The Institute for Supply Management’s (ISM) manufacturing index rose to 58.6 in December, from 57.8 in the previous month and edging past Wall Street’s prediction of 58.5.
The index measures the strength of manufacturing in the United States. However, Hugh Johnson, chief investment officer at First Albany, noted that a breakdown of the ISM report showed problems, most notably in a lack of employment and production volume.
“There were certainly aspects of the ISM report that were not comforting,” Johnson said. “But overall … there is some argument that the real concern is the market moved too far, too fast in the fourth quarter. … ”
While most retailers were expected to report holiday results Thursday, Wal-Mart gave Wall Street a preview of its sales, which were better than expected and sparked hope that other retailers would fare similarly.

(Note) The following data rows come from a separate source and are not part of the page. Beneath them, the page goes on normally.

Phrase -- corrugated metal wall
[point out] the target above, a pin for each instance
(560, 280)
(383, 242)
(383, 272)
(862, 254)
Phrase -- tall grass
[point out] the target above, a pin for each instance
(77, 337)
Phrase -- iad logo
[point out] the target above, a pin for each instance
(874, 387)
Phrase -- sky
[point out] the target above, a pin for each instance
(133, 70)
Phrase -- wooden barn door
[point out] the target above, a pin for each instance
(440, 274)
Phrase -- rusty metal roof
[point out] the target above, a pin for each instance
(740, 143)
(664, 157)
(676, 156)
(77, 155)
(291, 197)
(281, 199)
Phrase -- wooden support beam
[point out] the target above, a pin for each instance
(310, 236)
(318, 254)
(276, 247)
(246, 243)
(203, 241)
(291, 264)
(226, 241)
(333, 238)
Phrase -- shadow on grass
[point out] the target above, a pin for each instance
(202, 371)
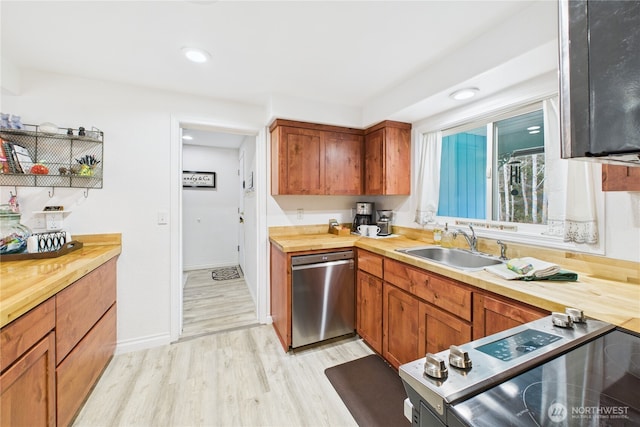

Sales at Wal-Mart stores open at least a year rose 3 percent for December, prompted by strong after-Christmas sales. The company’s previous forecasts were in the middle of a 1 to 3 percent range. Wal-Mart gained 53 cents to $53.35.
Drugstore chain Walgreen jumped $2.01 to $40.38 after the company reported a 30.5 percent jump in profits, crediting increases in prescription and general merchandise sales. The company beat Wall Street earnings forecasts by 2 cents a share.
Kmart said its same-store sales fell 4.6 percent for November and December — which represents an improvement over past sales declines for the struggling discount retailer. Kmart climbed $1.15 to $100.10.
The big drop in oil prices hurt related stocks. ChevronTexaco slid $1.61 to $50.90, ConocoPhillips lost $2.72 to $84.11 and Exxon Mobil fell $1.17 to $50.09.